I am speaking this morning alongside Jo Johnson, the Minister for Universities and Science, at a Portland Communications event on the future of UK higher education. Here are my remarks.
- Thank you for inviting me.
- We don’t have long so I want to get straight into the swing of it. But, first, I must register the great success that Jo has had in getting his Higher Education and Research Bill – now an Act – through. You don’t have to agree with every word of it to recognise what a great political achievement the new legislation is. And it is good that we finally have a new legal framework for higher education.
- When today’s event was put together back in March, Henry asked me to focus on Brexit. No one, perhaps not even Theresa May, knew then we would be in the midst of an election campaign now. So I will try to address Brexit and the election briefly.
- In January, we published the most detailed assessment on what Brexit means for student numbers. Our work recognised that not all universities will be affected in the same way and we included second-order effects, like the value of the £. Overall, our results showed UK universities will continue to be very attractive destinations. We predicted they could lose around 10,000 new overseas students each year after Brexit but, as they will all be paying full international fees, it is likely institutions will be around £200 million a year better off.
- Jo recently told the sector to stop being negative when talking about international students and to make the positive case for them more loudly. So I note in passing the enormous contribution international students make to the UK – educationally, economically and in terms of soft power.
- But I want to focus on something else. The positive case for student emigration. Compared to other countries, very few British people get a taste of higher education abroad. If we are to continue being an open outward-looking nation, that should change. I would like to see the money saved from not giving financial support to EU students put instead towards an outward mobility scheme.
- The main other thing I want to say on Brexit is to endorse the overwhelming consensus within universities on the need to maintain – or, rather, improve – our levels of publicly-funded research: we know public funding crowds in private funding; we have an incredibly efficient research base; and, unlike most countries our size, we have strength in breadth, across the full mix of disciplines.
- The official Leave campaign famously promised more money for the NHS; it also said, ‘After we Vote Leave, we could divert a substantial amount of our savings into long-term fundamental science projects’ (see below). If that is to happen, Philip Hammond – or his successor come June 9th – needs to go on being really supportive of science and research.
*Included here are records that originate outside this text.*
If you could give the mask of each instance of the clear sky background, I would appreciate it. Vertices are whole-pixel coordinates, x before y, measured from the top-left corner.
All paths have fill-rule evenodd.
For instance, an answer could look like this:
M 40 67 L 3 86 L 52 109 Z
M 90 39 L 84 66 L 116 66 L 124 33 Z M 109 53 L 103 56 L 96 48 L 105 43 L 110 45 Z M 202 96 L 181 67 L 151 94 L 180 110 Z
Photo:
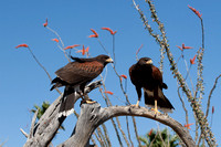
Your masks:
M 137 3 L 139 3 L 137 1 Z M 150 19 L 147 3 L 139 3 L 147 18 Z M 180 50 L 176 45 L 185 43 L 192 46 L 192 50 L 185 51 L 188 65 L 189 59 L 193 57 L 201 46 L 200 20 L 189 10 L 188 4 L 202 13 L 206 32 L 206 53 L 203 57 L 203 77 L 206 94 L 202 101 L 203 111 L 209 92 L 214 83 L 214 78 L 221 73 L 220 41 L 221 41 L 221 1 L 213 0 L 161 0 L 156 1 L 155 6 L 158 17 L 164 22 L 171 52 L 176 61 L 180 56 Z M 144 44 L 139 52 L 139 57 L 149 56 L 154 64 L 159 66 L 159 45 L 144 29 L 139 14 L 133 6 L 131 0 L 7 0 L 0 4 L 0 143 L 7 141 L 6 146 L 17 147 L 25 143 L 25 137 L 20 133 L 23 128 L 29 133 L 32 114 L 30 109 L 33 105 L 41 105 L 43 101 L 52 103 L 59 94 L 50 92 L 50 80 L 44 71 L 36 64 L 29 51 L 24 48 L 15 49 L 18 44 L 27 43 L 39 61 L 45 66 L 52 77 L 54 72 L 67 63 L 62 51 L 52 39 L 56 38 L 52 32 L 43 27 L 45 19 L 49 19 L 49 27 L 54 29 L 62 38 L 64 45 L 84 44 L 90 46 L 90 54 L 96 56 L 104 54 L 102 46 L 96 39 L 88 39 L 92 34 L 90 29 L 95 29 L 99 34 L 99 40 L 112 53 L 112 35 L 107 31 L 101 30 L 108 27 L 117 30 L 116 33 L 116 69 L 119 74 L 128 76 L 128 69 L 136 62 L 136 50 Z M 154 24 L 151 22 L 151 24 Z M 156 27 L 155 27 L 156 28 Z M 82 49 L 82 46 L 77 48 Z M 74 56 L 82 56 L 80 53 L 72 52 Z M 179 64 L 180 72 L 186 75 L 183 61 Z M 167 57 L 164 66 L 164 81 L 169 88 L 165 94 L 175 106 L 175 112 L 170 116 L 181 124 L 185 124 L 185 112 L 177 95 L 177 82 L 169 71 Z M 191 78 L 196 85 L 197 64 L 191 67 Z M 188 82 L 189 83 L 189 82 Z M 110 65 L 107 65 L 106 86 L 116 96 L 110 96 L 113 105 L 125 105 L 125 98 L 119 91 L 118 78 Z M 191 84 L 189 83 L 191 87 Z M 61 88 L 62 91 L 62 88 Z M 127 81 L 127 94 L 131 103 L 136 103 L 137 94 L 130 81 Z M 91 98 L 96 99 L 102 106 L 105 102 L 95 90 L 90 94 Z M 194 123 L 189 103 L 185 98 L 189 109 L 190 123 Z M 140 103 L 144 106 L 144 98 Z M 221 144 L 221 117 L 220 117 L 220 83 L 217 86 L 211 99 L 214 106 L 212 132 Z M 78 103 L 75 109 L 80 112 Z M 210 111 L 211 112 L 211 111 Z M 211 113 L 209 115 L 211 122 Z M 54 138 L 53 144 L 59 145 L 67 139 L 75 125 L 75 116 L 71 115 L 64 123 L 65 132 L 61 130 Z M 164 128 L 164 125 L 146 118 L 137 118 L 139 135 L 145 135 L 151 128 Z M 112 128 L 110 123 L 106 123 Z M 122 117 L 122 126 L 125 129 L 125 119 Z M 130 123 L 130 130 L 133 130 Z M 194 125 L 190 133 L 194 135 Z M 115 133 L 109 129 L 112 141 L 118 145 Z M 135 135 L 131 134 L 135 145 Z

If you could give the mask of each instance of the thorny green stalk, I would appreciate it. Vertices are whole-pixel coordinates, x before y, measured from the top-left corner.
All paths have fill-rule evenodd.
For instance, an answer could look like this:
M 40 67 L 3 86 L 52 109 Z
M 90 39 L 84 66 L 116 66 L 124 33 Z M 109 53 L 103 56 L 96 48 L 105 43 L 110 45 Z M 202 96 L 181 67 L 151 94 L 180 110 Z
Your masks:
M 214 88 L 217 87 L 218 80 L 219 80 L 220 77 L 221 77 L 221 74 L 215 78 L 214 84 L 213 84 L 213 86 L 212 86 L 212 88 L 211 88 L 211 91 L 210 91 L 210 94 L 209 94 L 209 97 L 208 97 L 208 103 L 207 103 L 208 105 L 207 105 L 206 117 L 208 117 L 208 115 L 209 115 L 210 99 L 211 99 L 211 96 L 212 96 L 212 93 L 213 93 Z
M 60 42 L 61 42 L 61 44 L 62 44 L 62 48 L 60 48 L 61 50 L 62 50 L 62 52 L 64 52 L 64 56 L 67 59 L 67 61 L 69 62 L 71 62 L 71 60 L 70 60 L 70 57 L 66 55 L 66 52 L 65 52 L 65 50 L 64 50 L 64 42 L 62 41 L 62 38 L 59 35 L 59 33 L 56 32 L 56 31 L 54 31 L 53 29 L 51 29 L 51 28 L 49 28 L 49 27 L 45 27 L 46 29 L 49 29 L 52 33 L 54 33 L 57 38 L 59 38 L 59 40 L 60 40 Z
M 98 141 L 99 141 L 101 146 L 105 147 L 105 143 L 104 143 L 103 138 L 102 138 L 103 135 L 102 135 L 101 128 L 97 127 L 96 132 L 97 132 L 97 137 L 98 137 Z
M 129 98 L 128 98 L 128 96 L 127 96 L 127 93 L 125 92 L 125 90 L 124 90 L 124 87 L 123 87 L 123 83 L 122 83 L 122 81 L 120 81 L 120 75 L 117 73 L 117 71 L 116 71 L 116 69 L 115 69 L 115 66 L 114 66 L 113 64 L 112 64 L 112 66 L 113 66 L 113 69 L 114 69 L 114 71 L 115 71 L 116 75 L 119 77 L 119 85 L 120 85 L 122 92 L 124 93 L 127 103 L 130 105 L 130 102 L 129 102 Z M 139 135 L 138 135 L 138 132 L 137 132 L 136 119 L 135 119 L 134 116 L 131 116 L 131 119 L 133 119 L 134 129 L 135 129 L 135 135 L 136 135 L 136 138 L 137 138 L 137 141 L 138 141 L 138 145 L 141 146 L 140 140 L 139 140 Z M 126 123 L 128 123 L 128 122 L 126 122 Z M 127 125 L 128 125 L 128 124 L 127 124 Z M 128 129 L 127 129 L 127 132 L 129 133 Z
M 105 83 L 104 83 L 103 78 L 102 78 L 102 84 L 103 84 L 104 91 L 106 91 L 106 86 L 105 86 Z M 107 95 L 106 93 L 103 93 L 102 90 L 99 90 L 99 92 L 102 93 L 102 96 L 104 97 L 104 99 L 105 99 L 105 102 L 106 102 L 106 105 L 107 105 L 107 106 L 112 106 L 112 102 L 109 101 L 108 95 Z M 105 95 L 104 95 L 104 94 L 105 94 Z M 116 123 L 114 122 L 114 119 L 112 118 L 110 120 L 112 120 L 114 127 L 116 127 Z M 126 137 L 124 130 L 122 129 L 122 125 L 120 125 L 120 123 L 119 123 L 118 117 L 116 117 L 116 120 L 117 120 L 118 128 L 119 128 L 119 130 L 120 130 L 120 133 L 122 133 L 122 135 L 123 135 L 123 137 L 124 137 L 125 143 L 126 143 L 127 146 L 129 147 L 129 143 L 128 143 L 128 140 L 127 140 L 127 137 Z M 122 140 L 120 140 L 120 137 L 119 137 L 119 133 L 118 133 L 117 128 L 115 128 L 115 132 L 116 132 L 116 135 L 117 135 L 117 137 L 118 137 L 119 144 L 123 146 Z
M 46 73 L 46 75 L 49 76 L 50 81 L 52 82 L 52 77 L 49 74 L 49 72 L 46 71 L 46 69 L 40 63 L 40 61 L 36 59 L 36 56 L 34 55 L 34 53 L 32 52 L 31 48 L 28 46 L 28 50 L 30 51 L 31 55 L 33 56 L 33 59 L 35 60 L 35 62 L 44 70 L 44 72 Z M 62 94 L 62 92 L 59 88 L 55 88 L 56 92 L 59 94 Z
M 102 128 L 104 130 L 104 135 L 105 135 L 105 138 L 106 138 L 106 141 L 107 141 L 107 146 L 112 147 L 112 144 L 110 144 L 110 140 L 109 140 L 109 136 L 108 136 L 108 133 L 107 133 L 107 127 L 104 124 L 102 124 Z
M 93 138 L 93 136 L 91 137 L 91 139 L 92 139 L 92 143 L 93 143 L 95 146 L 97 146 L 95 139 Z
M 185 102 L 183 102 L 183 99 L 182 99 L 182 97 L 181 97 L 181 95 L 180 95 L 179 90 L 180 90 L 180 86 L 178 87 L 177 93 L 178 93 L 178 96 L 179 96 L 179 98 L 180 98 L 180 102 L 182 103 L 182 108 L 185 109 L 185 114 L 186 114 L 186 124 L 189 124 L 188 111 L 187 111 L 187 108 L 186 108 L 186 106 L 185 106 Z M 188 130 L 188 129 L 187 129 L 187 130 Z
M 97 38 L 97 41 L 98 41 L 98 43 L 101 44 L 101 46 L 103 48 L 103 50 L 104 50 L 107 54 L 109 54 L 109 53 L 107 52 L 106 48 L 103 45 L 103 43 L 101 42 L 101 40 L 99 40 L 98 38 Z M 115 59 L 115 38 L 114 38 L 114 35 L 113 35 L 113 54 L 114 54 L 114 59 Z M 115 62 L 116 62 L 116 61 L 115 61 Z M 116 63 L 115 63 L 115 64 L 116 64 Z M 125 90 L 124 90 L 124 87 L 123 87 L 123 83 L 122 83 L 122 81 L 120 81 L 120 75 L 119 75 L 119 74 L 117 73 L 117 71 L 116 71 L 115 64 L 112 64 L 112 66 L 113 66 L 113 69 L 114 69 L 114 71 L 115 71 L 116 75 L 119 77 L 120 88 L 122 88 L 122 91 L 123 91 L 123 93 L 124 93 L 124 95 L 125 95 L 125 97 L 126 97 L 126 99 L 127 99 L 127 103 L 130 104 L 130 103 L 129 103 L 129 99 L 128 99 L 128 96 L 127 96 L 127 94 L 126 94 L 126 92 L 125 92 Z M 103 81 L 103 83 L 104 83 L 104 81 Z M 104 88 L 105 88 L 105 85 L 104 85 L 104 84 L 103 84 L 103 86 L 104 86 Z M 105 90 L 105 91 L 106 91 L 106 90 Z M 101 92 L 102 92 L 102 91 L 101 91 Z M 103 94 L 102 94 L 102 95 L 103 95 Z M 105 97 L 105 96 L 106 96 L 106 97 Z M 108 105 L 112 104 L 112 103 L 110 103 L 110 101 L 109 101 L 107 94 L 105 94 L 105 96 L 103 95 L 103 97 L 104 97 L 104 99 L 105 99 L 105 102 L 107 103 L 107 106 L 108 106 Z M 137 133 L 136 120 L 135 120 L 135 117 L 134 117 L 134 116 L 131 116 L 131 118 L 133 118 L 133 124 L 134 124 L 134 128 L 135 128 L 135 135 L 136 135 L 137 141 L 138 141 L 138 144 L 139 144 L 139 146 L 140 146 L 140 140 L 139 140 L 139 136 L 138 136 L 138 133 Z M 116 117 L 116 119 L 118 119 L 118 117 Z M 127 120 L 126 120 L 126 123 L 127 123 L 127 125 L 128 125 L 128 122 L 127 122 Z M 113 125 L 114 125 L 114 127 L 115 127 L 115 125 L 116 125 L 116 124 L 114 123 L 114 120 L 113 120 Z M 118 127 L 119 127 L 119 129 L 120 129 L 120 124 L 119 124 L 119 122 L 118 122 Z M 116 128 L 115 128 L 115 130 L 116 130 L 116 133 L 117 133 L 117 129 L 116 129 Z M 123 137 L 124 137 L 126 144 L 129 146 L 126 135 L 124 134 L 124 132 L 123 132 L 122 129 L 120 129 L 120 132 L 122 132 L 122 134 L 123 134 Z M 128 136 L 129 136 L 129 138 L 130 138 L 129 129 L 127 129 L 127 132 L 128 132 Z M 117 135 L 117 137 L 118 137 L 118 140 L 120 140 L 120 138 L 119 138 L 118 135 Z M 131 140 L 130 140 L 130 141 L 131 141 Z M 119 141 L 119 143 L 120 143 L 120 141 Z
M 148 4 L 149 4 L 149 8 L 150 8 L 150 11 L 151 11 L 152 15 L 156 17 L 155 20 L 159 20 L 157 14 L 156 14 L 156 10 L 155 10 L 155 7 L 152 4 L 152 1 L 148 0 Z M 144 18 L 144 13 L 141 12 L 141 10 L 139 9 L 139 7 L 136 3 L 135 3 L 135 8 L 138 10 L 138 12 L 140 14 L 140 18 L 143 20 L 144 24 L 146 25 L 147 30 L 149 31 L 150 35 L 152 35 L 152 33 L 151 33 L 152 29 L 151 28 L 149 29 L 150 25 L 148 24 L 148 21 L 146 20 L 146 18 Z M 159 30 L 160 30 L 160 32 L 162 34 L 162 40 L 157 40 L 158 39 L 157 38 L 156 41 L 159 44 L 164 44 L 165 45 L 167 57 L 168 57 L 170 66 L 171 66 L 170 70 L 172 71 L 172 74 L 175 75 L 175 77 L 178 80 L 180 86 L 182 87 L 182 91 L 186 93 L 186 95 L 188 97 L 188 101 L 190 102 L 190 106 L 192 107 L 192 111 L 196 113 L 196 116 L 197 116 L 197 119 L 199 122 L 201 132 L 203 133 L 208 145 L 209 146 L 215 146 L 217 145 L 215 138 L 214 138 L 214 136 L 213 136 L 213 134 L 211 132 L 211 128 L 209 127 L 208 119 L 204 116 L 204 113 L 202 112 L 201 104 L 192 96 L 191 91 L 189 90 L 185 78 L 180 74 L 180 72 L 178 70 L 178 66 L 175 63 L 175 59 L 172 56 L 172 53 L 170 52 L 170 48 L 169 48 L 169 44 L 168 44 L 168 41 L 167 41 L 167 38 L 166 38 L 166 32 L 165 32 L 165 29 L 164 29 L 164 24 L 160 21 L 158 21 L 158 22 L 160 23 L 159 24 L 159 28 L 160 28 Z M 152 36 L 156 38 L 156 35 L 152 35 Z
How Vote Leave campaigned on science and research
- In terms of the election, we are waiting for the parties to publish their manifestoes. When it comes to higher education, the overarching goal for all of them should be to maintain and improve the world-class nature of the UK higher education sector.
- In terms of specific changes, here’s five that have emerged from HEPI’s recent research that could be included in the manifestoes and which are implementable in a single parliamentary term:
- better information for students on where their fees go;
- renewed support for university-based teacher training to tackle the recruitment crisis in our schools;
- a tougher regime for recouping student loans from those abroad;
- better support for students’ mental health, which is less good than among the population as a whole and young people in general; and
- a focus on the underachievement of young men, who are less likely to enter higher education, more likely to drop out and less likely to get a First or 2:i.
- That is a brief canter through some of the issues, but there is a much HEPI research underlying each of these recommendations if you want to know more – and we have a conference of our own on the day before the general election election when we will be discussing some of them.
- Finally, both the election and Brexit seem likely to lead to fewer skilled migrants, which means we must get better at educating those who are already in the labour market too. That means continuing to improve opportunities for part-time students, second-chance students and lifelong learners.